Exercícios “mufradat”

Este fragmento caligráfico dá forma a uma página-tapete iluminada, que combina mufradat (exercícios com letras) em três linhas horizontais e trechos poéticos persas escritos diagonalmente entre cantos triangulares coloridos (chamados “abas para polegares”). É o primeiro de dois fragmentos do mesmo álbum incompleto mantido nas coleções da Biblioteca do Congresso. Álbuns de exercícios mufradat incluem al-huruf al-mufradah ou, na tradição otomana, huruf-i muqatta‘a (as letras individuais) do alfabeto árabe em sequência, seguidas por letras em sua forma composta, chamadas na tradição turca de murekkebe (literalmente “pares”). Esses livros de exercícios surgiram no século XVII em territórios otomanos e persas. Eles eram usados como modelos de caligrafia para apresentar a prática de husn al-khatt (bela escrita) aos estudantes, e registram o processo de transmissão de conhecimento caligráfico ao longo dos séculos. Este fragmento inclui combinações de letras duplas, com as letras h, s gutural e sh, e as letras subsequentes do alfabeto dispostas em três listas horizontais. Uma série de versos persas de vários autores aparece logo abaixo de cada lista horizontal de letras compostas.
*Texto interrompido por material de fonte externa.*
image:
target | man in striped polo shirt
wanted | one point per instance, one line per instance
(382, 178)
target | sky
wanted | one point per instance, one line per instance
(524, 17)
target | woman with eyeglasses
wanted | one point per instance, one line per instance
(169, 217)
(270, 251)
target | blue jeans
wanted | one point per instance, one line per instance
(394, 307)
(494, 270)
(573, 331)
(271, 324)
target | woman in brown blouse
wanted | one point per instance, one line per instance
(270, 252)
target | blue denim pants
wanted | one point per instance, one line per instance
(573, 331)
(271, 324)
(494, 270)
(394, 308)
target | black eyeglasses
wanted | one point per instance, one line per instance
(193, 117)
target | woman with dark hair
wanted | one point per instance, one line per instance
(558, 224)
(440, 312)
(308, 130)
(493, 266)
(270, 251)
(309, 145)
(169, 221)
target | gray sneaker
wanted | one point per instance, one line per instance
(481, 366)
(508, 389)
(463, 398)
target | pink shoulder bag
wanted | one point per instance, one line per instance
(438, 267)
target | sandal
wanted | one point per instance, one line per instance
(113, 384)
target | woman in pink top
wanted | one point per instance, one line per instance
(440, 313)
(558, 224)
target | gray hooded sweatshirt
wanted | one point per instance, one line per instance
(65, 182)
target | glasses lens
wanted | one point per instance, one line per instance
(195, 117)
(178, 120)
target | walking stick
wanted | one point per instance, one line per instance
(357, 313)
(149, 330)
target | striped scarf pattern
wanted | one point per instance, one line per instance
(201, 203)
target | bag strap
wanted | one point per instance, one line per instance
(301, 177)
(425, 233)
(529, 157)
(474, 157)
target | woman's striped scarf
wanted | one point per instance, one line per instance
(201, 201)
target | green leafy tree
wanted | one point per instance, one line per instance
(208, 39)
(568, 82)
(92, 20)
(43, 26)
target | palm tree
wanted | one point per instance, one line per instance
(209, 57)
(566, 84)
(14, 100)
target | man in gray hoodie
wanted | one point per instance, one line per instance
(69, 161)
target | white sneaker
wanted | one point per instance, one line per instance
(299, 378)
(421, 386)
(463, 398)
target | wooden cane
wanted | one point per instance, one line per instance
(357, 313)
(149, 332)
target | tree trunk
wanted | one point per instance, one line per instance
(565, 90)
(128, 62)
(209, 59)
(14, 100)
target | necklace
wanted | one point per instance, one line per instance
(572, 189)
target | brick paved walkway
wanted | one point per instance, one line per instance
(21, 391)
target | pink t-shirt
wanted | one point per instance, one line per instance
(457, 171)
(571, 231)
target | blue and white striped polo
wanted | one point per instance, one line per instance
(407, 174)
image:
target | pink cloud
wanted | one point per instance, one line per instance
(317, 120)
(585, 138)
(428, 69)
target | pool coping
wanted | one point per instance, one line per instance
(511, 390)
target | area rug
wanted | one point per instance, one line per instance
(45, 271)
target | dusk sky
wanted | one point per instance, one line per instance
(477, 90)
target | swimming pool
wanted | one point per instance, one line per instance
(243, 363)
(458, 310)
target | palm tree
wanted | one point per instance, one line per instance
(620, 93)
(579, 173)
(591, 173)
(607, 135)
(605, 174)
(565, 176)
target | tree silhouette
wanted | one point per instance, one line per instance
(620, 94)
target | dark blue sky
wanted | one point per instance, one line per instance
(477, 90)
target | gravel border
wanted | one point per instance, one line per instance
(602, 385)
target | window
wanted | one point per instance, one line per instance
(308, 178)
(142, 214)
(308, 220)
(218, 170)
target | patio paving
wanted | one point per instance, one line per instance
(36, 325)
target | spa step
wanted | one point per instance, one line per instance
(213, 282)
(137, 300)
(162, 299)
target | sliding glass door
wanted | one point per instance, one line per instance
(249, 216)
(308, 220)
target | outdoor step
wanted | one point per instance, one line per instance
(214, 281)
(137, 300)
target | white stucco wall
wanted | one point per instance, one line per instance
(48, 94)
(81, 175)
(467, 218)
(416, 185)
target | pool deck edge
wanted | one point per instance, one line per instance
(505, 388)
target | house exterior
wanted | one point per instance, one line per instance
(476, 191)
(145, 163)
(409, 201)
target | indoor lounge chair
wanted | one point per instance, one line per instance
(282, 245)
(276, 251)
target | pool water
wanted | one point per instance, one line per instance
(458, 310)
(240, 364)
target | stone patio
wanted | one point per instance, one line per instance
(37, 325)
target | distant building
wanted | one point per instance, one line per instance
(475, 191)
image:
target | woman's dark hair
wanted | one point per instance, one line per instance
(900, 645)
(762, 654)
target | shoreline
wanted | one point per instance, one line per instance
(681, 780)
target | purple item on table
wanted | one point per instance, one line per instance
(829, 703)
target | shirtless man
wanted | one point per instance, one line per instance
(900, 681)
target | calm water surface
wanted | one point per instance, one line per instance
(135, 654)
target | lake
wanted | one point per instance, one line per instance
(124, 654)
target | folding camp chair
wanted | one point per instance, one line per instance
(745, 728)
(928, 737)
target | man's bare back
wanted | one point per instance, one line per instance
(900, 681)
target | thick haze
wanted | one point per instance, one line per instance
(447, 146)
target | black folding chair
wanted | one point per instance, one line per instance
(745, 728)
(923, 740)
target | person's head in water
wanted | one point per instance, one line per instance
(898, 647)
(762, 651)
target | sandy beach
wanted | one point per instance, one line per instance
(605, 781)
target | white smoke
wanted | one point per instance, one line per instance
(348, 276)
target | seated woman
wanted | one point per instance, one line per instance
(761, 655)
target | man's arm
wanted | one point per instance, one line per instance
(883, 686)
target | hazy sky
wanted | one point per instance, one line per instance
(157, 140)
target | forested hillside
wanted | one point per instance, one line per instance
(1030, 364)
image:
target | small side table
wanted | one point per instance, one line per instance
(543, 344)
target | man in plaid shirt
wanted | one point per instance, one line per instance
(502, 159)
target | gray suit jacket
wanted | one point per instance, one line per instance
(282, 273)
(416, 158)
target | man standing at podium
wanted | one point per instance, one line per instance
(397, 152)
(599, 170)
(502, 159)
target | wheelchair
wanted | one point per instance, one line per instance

Um é identificado com o epíteto Saʻd al-Haqq wa-al-Din, que talvez se refira ao grande poeta persa Sa‘di (falecido em 1292). A faixa horizontal mais abaixo, com motivos num fundo azul-escuro e duas rodelas douradas recortadas, é composta por dois painéis retangulares cortados de outra obra e colados na folha. Este procedimento revela que os materiais eram tirados de outras fontes e “reciclados” em outras obras, como este exercício com letras para poesia. Na margem direita aparece o número 13, indicando que o fólio provavelmente era uma de várias páginas de um álbum atualmente disperso.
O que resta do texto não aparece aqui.